Traditional monofocal IOLs have a single spherical or aspheric curve that spans the entire lens. The optics of the lens are relatively crude and, therefore, fairly insensitive to minute aberrations in other parts of the visual system such as the cornea. Even if the cornea is slightly irregular and misdirects the light beam by a small amount, causing light to strike at a slightly different position, it will matter very little thanks to the spatially invariant structure of the lens.
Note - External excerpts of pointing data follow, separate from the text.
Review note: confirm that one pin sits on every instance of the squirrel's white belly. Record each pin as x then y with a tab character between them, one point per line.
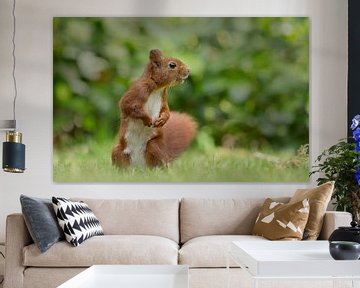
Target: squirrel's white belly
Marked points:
137	134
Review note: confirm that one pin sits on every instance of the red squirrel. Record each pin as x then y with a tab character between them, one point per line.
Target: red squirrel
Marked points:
149	134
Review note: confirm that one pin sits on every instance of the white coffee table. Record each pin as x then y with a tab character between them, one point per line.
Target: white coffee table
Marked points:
131	276
297	260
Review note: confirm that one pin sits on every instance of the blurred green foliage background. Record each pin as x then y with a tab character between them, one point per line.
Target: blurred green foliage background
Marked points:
249	83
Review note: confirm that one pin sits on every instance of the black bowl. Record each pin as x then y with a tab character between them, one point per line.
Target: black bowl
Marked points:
344	250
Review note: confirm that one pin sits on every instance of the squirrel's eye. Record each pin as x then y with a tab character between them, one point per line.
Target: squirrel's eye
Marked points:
172	65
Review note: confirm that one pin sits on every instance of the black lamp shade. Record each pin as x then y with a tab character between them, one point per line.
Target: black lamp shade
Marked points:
13	157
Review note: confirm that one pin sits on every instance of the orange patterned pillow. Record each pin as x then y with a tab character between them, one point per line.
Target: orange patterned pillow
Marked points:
279	221
319	198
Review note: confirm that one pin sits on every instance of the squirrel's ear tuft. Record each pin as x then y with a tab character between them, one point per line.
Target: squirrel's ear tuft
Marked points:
155	55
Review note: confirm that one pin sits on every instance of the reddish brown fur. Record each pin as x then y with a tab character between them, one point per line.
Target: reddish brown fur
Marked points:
173	132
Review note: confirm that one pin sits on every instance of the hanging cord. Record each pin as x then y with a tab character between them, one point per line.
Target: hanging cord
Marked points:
14	60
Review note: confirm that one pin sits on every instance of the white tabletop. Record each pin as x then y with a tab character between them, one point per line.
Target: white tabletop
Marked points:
131	276
291	259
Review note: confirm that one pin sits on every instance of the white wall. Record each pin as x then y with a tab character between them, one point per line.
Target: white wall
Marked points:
34	76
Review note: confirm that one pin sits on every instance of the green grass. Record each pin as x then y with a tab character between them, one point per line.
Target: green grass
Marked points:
92	163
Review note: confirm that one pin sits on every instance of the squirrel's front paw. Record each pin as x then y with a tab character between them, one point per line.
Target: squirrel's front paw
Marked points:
159	122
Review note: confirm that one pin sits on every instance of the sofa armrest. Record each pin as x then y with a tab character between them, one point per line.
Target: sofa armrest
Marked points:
332	220
17	237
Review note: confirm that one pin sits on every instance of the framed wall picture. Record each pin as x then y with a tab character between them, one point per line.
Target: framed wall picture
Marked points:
181	99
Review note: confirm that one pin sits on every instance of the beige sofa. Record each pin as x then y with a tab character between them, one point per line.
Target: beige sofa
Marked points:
194	232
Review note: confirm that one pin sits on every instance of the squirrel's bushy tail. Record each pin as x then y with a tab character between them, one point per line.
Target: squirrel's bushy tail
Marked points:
178	131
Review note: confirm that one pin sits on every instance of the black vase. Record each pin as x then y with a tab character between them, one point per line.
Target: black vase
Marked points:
350	234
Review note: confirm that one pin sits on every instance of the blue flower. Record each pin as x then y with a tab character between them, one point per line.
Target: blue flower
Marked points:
356	134
357	176
355	122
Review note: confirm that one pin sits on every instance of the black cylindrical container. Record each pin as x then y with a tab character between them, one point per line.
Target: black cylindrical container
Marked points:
13	153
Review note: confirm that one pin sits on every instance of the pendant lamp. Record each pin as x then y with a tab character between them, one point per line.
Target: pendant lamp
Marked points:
13	154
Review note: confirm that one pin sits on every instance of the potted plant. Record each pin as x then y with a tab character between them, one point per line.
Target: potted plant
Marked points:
341	163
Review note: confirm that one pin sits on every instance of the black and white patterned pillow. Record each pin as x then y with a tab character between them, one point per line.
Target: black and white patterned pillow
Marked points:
77	220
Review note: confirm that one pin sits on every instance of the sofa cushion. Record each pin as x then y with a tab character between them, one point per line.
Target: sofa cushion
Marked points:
211	251
158	217
107	249
201	217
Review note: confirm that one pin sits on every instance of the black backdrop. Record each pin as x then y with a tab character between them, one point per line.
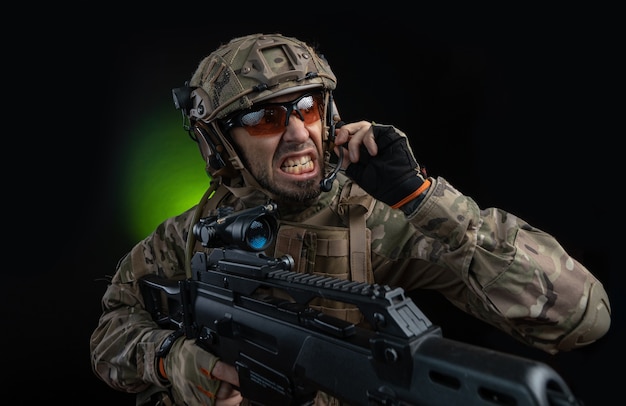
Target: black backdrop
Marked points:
516	111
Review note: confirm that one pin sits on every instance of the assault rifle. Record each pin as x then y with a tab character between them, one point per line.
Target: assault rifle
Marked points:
285	351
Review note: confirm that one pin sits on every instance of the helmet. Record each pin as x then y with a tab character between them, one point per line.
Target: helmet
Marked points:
240	73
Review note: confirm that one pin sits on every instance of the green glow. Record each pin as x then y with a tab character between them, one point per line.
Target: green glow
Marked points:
162	172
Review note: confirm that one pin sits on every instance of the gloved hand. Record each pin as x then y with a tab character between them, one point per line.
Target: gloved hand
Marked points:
392	175
188	368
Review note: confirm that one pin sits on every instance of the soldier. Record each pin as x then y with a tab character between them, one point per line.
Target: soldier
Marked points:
261	110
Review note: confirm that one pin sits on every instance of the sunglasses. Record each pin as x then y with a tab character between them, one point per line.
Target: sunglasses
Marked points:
271	118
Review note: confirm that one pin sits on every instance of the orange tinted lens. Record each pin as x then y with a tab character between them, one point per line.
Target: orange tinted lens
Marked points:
272	119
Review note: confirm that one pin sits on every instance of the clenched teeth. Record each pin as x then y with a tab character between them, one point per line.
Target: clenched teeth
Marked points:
303	164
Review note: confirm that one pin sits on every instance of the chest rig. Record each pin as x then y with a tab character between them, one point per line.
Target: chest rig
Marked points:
333	242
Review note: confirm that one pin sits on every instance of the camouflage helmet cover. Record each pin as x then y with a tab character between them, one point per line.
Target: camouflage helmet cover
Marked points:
256	67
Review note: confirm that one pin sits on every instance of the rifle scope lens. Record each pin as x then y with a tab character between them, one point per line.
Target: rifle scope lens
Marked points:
259	234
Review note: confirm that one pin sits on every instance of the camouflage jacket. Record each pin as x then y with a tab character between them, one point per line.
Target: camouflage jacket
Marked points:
487	262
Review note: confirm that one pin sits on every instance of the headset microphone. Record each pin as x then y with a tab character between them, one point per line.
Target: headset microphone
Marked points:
327	183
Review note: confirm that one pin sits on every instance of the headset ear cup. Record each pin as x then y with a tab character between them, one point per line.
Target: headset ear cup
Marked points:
208	147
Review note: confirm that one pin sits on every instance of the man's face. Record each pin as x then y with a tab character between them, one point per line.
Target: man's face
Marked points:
288	162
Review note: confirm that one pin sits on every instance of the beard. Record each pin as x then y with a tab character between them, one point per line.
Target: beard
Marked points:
298	192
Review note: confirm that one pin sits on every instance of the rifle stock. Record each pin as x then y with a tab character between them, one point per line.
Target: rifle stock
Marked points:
285	351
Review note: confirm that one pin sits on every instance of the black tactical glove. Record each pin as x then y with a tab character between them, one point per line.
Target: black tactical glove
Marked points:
393	175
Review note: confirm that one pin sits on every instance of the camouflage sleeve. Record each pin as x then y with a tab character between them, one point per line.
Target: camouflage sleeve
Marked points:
126	339
522	280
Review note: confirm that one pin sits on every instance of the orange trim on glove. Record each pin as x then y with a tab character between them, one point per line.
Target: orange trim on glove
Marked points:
162	368
413	195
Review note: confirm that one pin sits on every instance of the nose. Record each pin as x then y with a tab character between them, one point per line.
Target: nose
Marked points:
295	131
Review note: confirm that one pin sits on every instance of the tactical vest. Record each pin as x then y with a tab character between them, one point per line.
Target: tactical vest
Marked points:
319	249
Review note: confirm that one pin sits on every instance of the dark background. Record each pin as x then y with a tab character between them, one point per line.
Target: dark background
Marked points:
515	108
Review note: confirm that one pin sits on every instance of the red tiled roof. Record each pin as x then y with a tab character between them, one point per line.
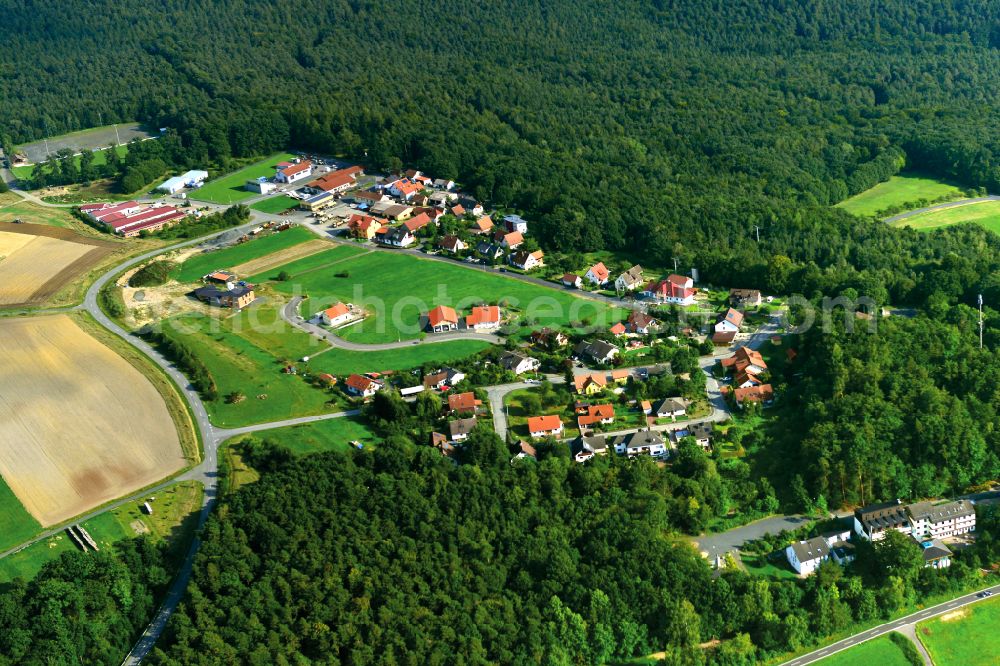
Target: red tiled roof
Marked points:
441	314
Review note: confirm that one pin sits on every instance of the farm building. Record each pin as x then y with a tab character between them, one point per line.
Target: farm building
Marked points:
190	179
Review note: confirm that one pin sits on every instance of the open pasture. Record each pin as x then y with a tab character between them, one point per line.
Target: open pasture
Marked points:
79	425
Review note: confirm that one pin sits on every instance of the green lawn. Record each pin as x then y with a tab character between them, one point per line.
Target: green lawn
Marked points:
329	435
397	289
229	188
967	640
879	651
174	518
334	255
201	264
275	204
898	191
16	524
986	214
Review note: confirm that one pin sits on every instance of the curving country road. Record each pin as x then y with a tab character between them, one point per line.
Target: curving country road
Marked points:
949	204
896	625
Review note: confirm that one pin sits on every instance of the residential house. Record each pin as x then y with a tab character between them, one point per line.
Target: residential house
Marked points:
336	314
763	394
404	188
484	318
641	323
590	384
671	408
511	241
362	386
395	236
586	447
417	222
443	377
451	244
598	274
676	289
744	298
364	226
545	426
463	403
237	297
489	251
598	351
572	280
590	415
873	521
549	338
515	223
643	442
940	521
745	359
806	556
630	280
527	261
461	428
293	173
442	319
482	226
518	363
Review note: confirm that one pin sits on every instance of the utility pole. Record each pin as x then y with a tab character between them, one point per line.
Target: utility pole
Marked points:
980	321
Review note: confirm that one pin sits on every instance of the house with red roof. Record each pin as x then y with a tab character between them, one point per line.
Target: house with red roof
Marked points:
336	314
442	318
598	274
545	426
362	386
676	289
293	173
483	318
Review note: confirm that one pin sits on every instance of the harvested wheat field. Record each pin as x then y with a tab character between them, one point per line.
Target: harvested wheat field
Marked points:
36	261
79	426
275	259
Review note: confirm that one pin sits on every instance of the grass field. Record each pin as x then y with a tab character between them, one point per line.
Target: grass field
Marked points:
275	204
100	158
200	264
16	524
986	214
56	380
397	289
229	188
898	191
174	519
966	637
879	651
329	435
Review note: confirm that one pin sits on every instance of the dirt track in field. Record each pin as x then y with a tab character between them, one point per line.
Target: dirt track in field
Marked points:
275	259
38	260
79	426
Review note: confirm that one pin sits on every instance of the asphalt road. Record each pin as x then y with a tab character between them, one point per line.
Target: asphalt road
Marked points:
882	629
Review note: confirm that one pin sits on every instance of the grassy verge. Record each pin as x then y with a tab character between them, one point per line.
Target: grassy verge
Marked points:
174	520
176	405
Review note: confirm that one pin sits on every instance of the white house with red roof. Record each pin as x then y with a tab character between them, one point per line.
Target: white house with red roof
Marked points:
442	319
483	318
336	314
676	289
598	274
293	173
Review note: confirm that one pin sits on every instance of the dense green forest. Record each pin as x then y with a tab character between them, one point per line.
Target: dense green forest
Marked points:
398	556
674	127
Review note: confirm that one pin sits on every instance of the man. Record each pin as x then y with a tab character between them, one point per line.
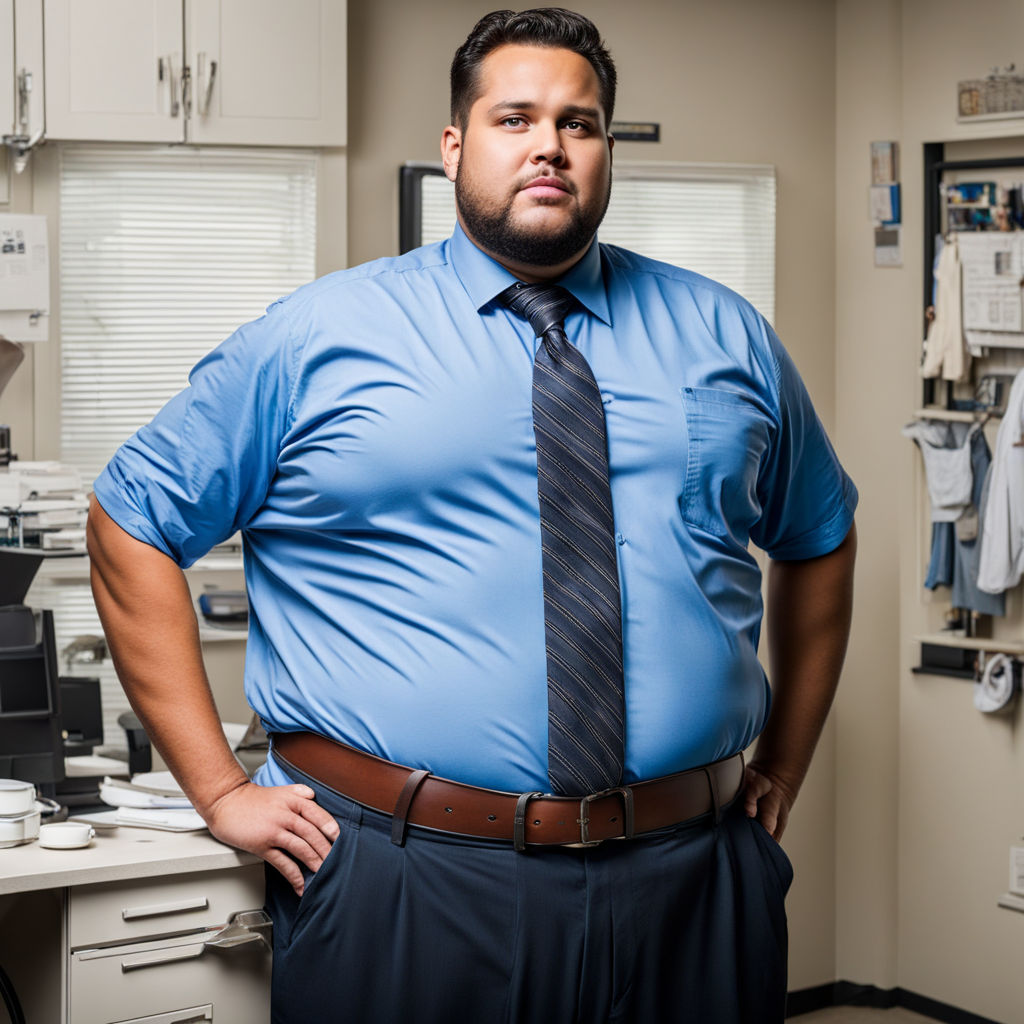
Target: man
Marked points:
435	580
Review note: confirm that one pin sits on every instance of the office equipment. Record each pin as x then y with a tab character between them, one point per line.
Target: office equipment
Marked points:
31	744
81	714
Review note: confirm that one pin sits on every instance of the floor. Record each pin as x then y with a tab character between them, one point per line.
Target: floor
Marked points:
860	1015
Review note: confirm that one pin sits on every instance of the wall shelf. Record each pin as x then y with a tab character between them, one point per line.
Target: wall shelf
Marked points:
988	644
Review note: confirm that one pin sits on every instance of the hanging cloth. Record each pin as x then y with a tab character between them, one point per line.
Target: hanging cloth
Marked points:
1000	562
945	352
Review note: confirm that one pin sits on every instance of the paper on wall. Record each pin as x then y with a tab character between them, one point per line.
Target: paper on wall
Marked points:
992	266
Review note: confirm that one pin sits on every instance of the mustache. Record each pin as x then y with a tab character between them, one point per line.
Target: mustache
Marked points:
567	185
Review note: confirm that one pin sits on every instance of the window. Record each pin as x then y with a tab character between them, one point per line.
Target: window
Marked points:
164	252
717	219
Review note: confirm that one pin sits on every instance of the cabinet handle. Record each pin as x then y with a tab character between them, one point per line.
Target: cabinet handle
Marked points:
206	90
155	909
157	956
24	91
192	1016
186	91
244	928
165	70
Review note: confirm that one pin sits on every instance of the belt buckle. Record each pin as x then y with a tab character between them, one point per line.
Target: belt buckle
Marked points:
584	820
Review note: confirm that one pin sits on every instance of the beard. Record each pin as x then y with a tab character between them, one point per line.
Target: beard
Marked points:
494	227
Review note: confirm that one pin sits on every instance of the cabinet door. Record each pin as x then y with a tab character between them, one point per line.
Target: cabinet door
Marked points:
6	69
114	70
29	95
280	75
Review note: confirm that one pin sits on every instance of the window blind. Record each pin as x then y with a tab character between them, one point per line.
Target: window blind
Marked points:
163	253
717	219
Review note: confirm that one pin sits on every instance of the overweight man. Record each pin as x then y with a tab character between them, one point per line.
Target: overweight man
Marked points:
498	497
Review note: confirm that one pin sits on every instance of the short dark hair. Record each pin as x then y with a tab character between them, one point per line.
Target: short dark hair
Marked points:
553	27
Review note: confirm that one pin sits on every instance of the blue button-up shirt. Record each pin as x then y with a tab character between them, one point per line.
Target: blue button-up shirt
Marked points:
372	437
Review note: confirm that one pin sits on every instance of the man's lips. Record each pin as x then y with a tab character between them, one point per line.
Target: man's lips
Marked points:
546	186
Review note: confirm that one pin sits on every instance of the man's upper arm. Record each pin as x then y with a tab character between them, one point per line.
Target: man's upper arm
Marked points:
807	499
202	467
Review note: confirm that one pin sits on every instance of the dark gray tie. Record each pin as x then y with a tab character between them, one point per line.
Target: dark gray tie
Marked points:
582	609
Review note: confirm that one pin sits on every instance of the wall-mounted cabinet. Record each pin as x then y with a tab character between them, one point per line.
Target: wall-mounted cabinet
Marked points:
20	69
236	72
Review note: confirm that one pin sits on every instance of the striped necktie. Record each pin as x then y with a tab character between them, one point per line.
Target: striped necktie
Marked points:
582	609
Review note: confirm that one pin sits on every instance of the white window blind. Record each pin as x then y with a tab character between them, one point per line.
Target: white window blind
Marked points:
717	219
163	253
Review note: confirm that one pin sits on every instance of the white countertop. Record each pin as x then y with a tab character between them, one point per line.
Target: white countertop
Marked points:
115	855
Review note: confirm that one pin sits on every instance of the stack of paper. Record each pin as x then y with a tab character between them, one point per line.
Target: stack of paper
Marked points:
47	501
153	800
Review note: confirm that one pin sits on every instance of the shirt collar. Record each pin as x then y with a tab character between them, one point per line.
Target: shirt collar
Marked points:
483	278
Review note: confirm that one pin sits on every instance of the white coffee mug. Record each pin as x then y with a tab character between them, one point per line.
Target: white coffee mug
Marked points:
66	835
16	798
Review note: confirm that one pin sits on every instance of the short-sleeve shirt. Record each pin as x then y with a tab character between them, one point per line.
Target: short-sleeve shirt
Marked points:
372	438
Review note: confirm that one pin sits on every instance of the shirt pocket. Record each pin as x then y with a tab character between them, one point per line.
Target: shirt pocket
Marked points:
727	437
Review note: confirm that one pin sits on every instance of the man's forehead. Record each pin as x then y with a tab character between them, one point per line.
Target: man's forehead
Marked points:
524	69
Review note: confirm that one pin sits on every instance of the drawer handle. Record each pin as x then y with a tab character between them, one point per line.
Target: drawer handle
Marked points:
156	909
193	1016
244	928
158	956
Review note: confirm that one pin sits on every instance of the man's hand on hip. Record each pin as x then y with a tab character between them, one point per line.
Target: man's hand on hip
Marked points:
767	799
281	823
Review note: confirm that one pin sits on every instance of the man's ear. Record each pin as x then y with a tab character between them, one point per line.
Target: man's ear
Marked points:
451	151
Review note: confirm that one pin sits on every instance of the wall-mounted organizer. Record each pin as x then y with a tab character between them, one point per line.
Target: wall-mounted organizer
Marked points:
974	350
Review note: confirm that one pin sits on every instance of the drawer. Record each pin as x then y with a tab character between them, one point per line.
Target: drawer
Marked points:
170	980
114	912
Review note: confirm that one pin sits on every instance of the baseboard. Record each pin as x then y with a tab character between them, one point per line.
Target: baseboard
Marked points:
847	993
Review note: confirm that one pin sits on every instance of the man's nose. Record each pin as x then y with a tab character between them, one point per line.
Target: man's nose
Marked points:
548	146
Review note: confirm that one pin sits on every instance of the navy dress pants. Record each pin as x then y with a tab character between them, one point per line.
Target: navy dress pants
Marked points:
683	925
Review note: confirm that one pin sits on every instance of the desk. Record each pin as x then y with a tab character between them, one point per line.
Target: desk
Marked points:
115	932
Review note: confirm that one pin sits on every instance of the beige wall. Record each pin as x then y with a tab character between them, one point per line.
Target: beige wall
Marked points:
869	409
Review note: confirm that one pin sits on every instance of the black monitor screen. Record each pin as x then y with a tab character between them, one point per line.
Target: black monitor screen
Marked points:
31	741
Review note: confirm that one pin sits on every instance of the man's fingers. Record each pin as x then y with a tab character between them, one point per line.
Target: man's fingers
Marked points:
288	868
324	820
756	787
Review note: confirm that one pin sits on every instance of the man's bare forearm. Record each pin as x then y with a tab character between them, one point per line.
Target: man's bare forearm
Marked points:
147	615
150	623
810	605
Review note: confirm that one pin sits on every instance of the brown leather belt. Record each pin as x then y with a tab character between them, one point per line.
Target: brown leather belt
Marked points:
417	798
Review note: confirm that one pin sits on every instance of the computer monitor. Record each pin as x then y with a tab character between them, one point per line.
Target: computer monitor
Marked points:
31	740
81	714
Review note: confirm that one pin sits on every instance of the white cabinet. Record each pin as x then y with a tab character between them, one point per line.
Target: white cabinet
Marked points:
146	951
267	72
20	69
238	72
114	70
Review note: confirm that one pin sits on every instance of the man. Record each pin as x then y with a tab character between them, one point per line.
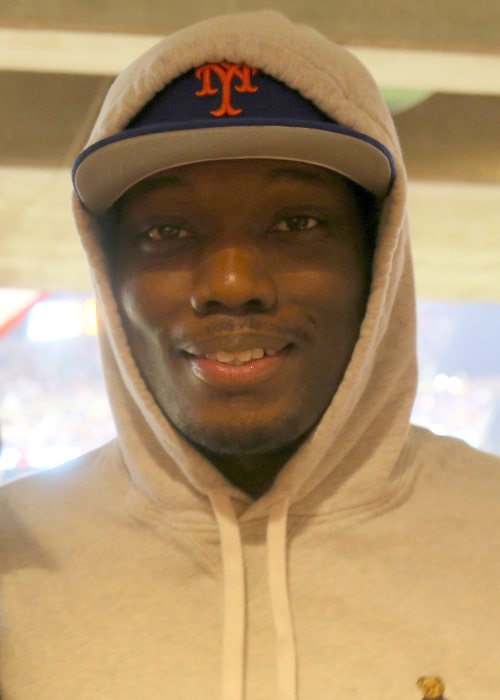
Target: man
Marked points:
267	525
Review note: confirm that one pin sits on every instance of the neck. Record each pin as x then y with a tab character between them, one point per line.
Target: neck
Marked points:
254	474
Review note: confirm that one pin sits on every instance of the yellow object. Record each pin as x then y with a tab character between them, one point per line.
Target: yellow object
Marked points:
432	686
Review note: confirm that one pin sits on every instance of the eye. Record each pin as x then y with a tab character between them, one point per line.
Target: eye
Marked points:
166	232
297	223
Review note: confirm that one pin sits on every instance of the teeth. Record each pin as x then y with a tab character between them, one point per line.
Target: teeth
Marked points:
239	358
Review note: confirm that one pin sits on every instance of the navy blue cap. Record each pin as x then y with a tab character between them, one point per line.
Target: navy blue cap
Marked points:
226	111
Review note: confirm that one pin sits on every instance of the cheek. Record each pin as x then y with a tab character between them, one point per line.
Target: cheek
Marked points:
147	299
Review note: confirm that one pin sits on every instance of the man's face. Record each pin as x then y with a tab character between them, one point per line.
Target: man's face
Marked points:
242	286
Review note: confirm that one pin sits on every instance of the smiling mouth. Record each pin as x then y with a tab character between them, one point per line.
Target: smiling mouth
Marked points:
243	357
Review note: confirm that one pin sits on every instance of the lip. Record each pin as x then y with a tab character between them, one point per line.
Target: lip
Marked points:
228	376
235	342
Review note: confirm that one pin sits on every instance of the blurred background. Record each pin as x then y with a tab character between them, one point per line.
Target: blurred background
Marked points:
438	64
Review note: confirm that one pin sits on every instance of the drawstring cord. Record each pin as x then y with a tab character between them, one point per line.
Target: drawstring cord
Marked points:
280	600
234	598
Multifocal IOLs, however, have spatially finer features, so the light must strike in a more precise spot; the misplacement of the beam by just a few microns can make a significant different in vision. Therefore, presbyopic IOLs demand a higher degree of corneal regularity than monofocal IOLs.
In order to obtain the best possible outcomes with presbyopia-correcting IOLs, surgeons must consider corneal symmetry, as well as corneal steepness, anterior chamber (AC) depth, and pupil size. So, while surgeons may deem 99% of corneas “normal” for a monofocal IOL, with a multifocal IOL, they may consider 90% of corneas normal, with 10% being rejected for irregularity sufficient to put the patient at risk for visual problems after implementation.
Currently, there are three presbyopia-correcting IOLs on the market: ReZoom® (AMO), AcrySof® ReSTOR® (Alcon), and Crystalens® (Bausch & Lomb). The optics of these individual lenses will also affect the outcome of IOL implementation, and therefore, surgeons need to consider both the specifics of the patient’s eye (corneal regularity, corneal steepness, AC depth, and pupil size), as well as the optics of each type of lens in order to determine if a multifocal lens is likely to provide good vision, and if so, which lens maximizes that chance of success.